Les plus beaux cadeaux que Reagan ait offerts aux Russes qui étaient de vrais réformateurs, ont été l'augmentation du budget de la Défense américain, l'aide aux rebelles engagés contre les régimes soutenus par les Soviétiques en Afghanistan ou au Nicaragua, et la conduite d'une guerre idéologique sans répit contre le communisme.
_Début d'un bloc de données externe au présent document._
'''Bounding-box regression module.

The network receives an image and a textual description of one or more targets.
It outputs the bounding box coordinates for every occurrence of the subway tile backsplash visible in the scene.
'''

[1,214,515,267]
La leçon n'est pas qu'une attaque américaine ou israélienne est inévitable ou préférable. C'est que la seule voie pour l'éviter suppose une pensée claire, des positions énergiques contre le régime à l'intérieur du pays, sur les questions diplomatiques, économiques et idéologiques, et une attitude militaire offensive contre ses menées aventuristes à l'étranger. Face à l'administration Obama, l'Iran de 2014 ressemble moins à l'Union soviétique de 1982, sous la férule du vieux Brejnev confronté aux budgets de défense de Reagan et à son intransigeance idéologique, qu'à l'Union soviétique agissant en Angola, au Nicaragua, et en Afghanistan en 1979, avec face à elle un Jimmy Carter qui nous pressait de nous débarrasser de notre crainte injustifiée du communisme.
Mais après Carter
il y a eu Reagan, poursuit l'argumentaire; ne nous a-t-il pas appris à attendre
si nécessaire un autre président et une autre politique? Si nous sommes sûrs
que l'Iran ne franchira pas la ligne d'arrivée du nucléaire, peut-être. Mais
2017 est loin; de l'invasion soviétique de l'Afghanistan à l'élection
présidentielle de 1980, il n'y avait que 10 mois. Si 2017 est trop tardif, si
l'Iran se dote d'une capacité nucléaire bien plus tôt, les leçons erronées de
la Guerre froide ne seraient pas rassurantes.
Reagan
n'a pas attendu les Soviets, il les a frappés. Nous n'avons pas ce genre de
stratégie aujourd'hui envers l'Iran.